Ele argumentou que o fechamento de uma igreja não cabe ao Estado, mas sim à congregação em particular. Considera ainda a funcionalidade da Igreja como “fundamental” em meio às crises.
– Aqueles que defendem a liberdade de culto entendem que a funcionalidade da Igreja de Cristo é fundamental a um mundo em crise, visto que a Igreja tem o papel de socorrer, acolher, consolar, confortar e ministrar o poder do evangelho àqueles que sofrem.
CÉSAR AUGUSTO
Líder da Igreja Fonte da Vida, em Goiânia, o apóstolo César Augusto também considerou a ação inconstitucional, mas ressaltou que a “maioria dos evangélicos é contra aglomeração”.
– Nós, mais do que ninguém, ensinamos que a Igreja precisa andar de acordo com as normas da Organização Mundial da Saúde. Os decretos que foram com relação à limitação da presença das pessoas no culto têm que ser respeitados. Há algumas igrejas que não fazem isso.

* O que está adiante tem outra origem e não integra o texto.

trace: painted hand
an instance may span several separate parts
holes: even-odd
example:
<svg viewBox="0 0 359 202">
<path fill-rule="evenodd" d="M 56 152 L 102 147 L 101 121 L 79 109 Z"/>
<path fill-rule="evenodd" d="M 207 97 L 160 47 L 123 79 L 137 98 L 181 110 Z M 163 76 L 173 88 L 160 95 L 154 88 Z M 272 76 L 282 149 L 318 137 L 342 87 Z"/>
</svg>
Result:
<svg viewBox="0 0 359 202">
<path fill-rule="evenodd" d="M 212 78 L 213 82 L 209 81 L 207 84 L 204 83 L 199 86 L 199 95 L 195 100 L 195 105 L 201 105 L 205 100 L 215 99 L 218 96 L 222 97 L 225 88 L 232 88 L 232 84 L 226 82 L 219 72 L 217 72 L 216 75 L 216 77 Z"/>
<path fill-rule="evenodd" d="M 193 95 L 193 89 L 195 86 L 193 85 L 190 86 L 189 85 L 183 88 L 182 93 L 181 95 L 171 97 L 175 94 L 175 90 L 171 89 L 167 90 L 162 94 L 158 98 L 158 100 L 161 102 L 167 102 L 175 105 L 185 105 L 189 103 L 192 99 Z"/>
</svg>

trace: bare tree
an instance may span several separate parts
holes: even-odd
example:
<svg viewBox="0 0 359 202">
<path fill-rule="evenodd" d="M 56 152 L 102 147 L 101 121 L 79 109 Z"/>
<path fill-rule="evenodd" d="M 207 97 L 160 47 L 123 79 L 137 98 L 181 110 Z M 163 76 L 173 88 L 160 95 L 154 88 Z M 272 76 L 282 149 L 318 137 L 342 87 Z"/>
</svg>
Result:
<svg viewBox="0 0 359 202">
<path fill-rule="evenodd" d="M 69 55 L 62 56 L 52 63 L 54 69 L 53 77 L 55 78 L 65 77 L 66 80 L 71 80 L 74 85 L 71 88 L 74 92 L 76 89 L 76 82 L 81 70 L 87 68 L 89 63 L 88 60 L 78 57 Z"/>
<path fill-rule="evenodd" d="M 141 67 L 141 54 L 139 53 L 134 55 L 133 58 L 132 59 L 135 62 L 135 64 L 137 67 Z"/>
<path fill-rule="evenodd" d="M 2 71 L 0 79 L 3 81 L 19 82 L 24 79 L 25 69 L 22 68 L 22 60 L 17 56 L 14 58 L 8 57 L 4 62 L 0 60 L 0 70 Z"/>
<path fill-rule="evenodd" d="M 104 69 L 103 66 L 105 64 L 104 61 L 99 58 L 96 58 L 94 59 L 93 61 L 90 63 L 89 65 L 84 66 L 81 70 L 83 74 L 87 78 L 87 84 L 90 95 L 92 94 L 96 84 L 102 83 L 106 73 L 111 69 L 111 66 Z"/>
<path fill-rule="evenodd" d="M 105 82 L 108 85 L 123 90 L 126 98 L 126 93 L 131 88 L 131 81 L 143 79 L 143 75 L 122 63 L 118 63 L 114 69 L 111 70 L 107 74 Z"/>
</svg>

Essas deviam ser punidas.
Ele frisa, porém, a importância da Igreja para a sociedade e descreve a ação do STF como “ditatorial”.
– Só uma Igreja que está executando o que a Palavra de Deus diz, e o culto presencial faz parte dessa normalidade, vai poder ajudar as pessoas que estão depressivas, em pânico… pensando em tirar a sua própria vida; pessoas que estão passando necessidades, que precisam de uma cesta básica, que precisam de um apoio. Só o culto presencial pode gerar novamente esperança e fé no futuro que o próprio Deus pode dar a essa pessoa.
Ele espera que as autoridades do Judiciário e do Executivo repensem as medidas, sob o risco de o país entrar em uma crise ainda maior. O apóstolo assinala ainda que não é apenas contra o fechamento dos templos, mas também o lockdown.
– É lógico que eu sou contra o lockdown, porque o lockdown, além de colocar você dentro de uma caverna, e ali sua imaginação ser dirigida por uma mídia sensacionalista (e eu não estou fugindo da realidade das mortes; ela existe sim; isto acontece, mas a maneira como é noticiada gera um pânico nas pessoas), nós vamos ter uma crise econômica maior do que já estamos. As pessoas perderam os seus empregos, pedindo falência; famílias estão desassistidas em todas as áreas. Então é o momento de reconsiderar – defendeu.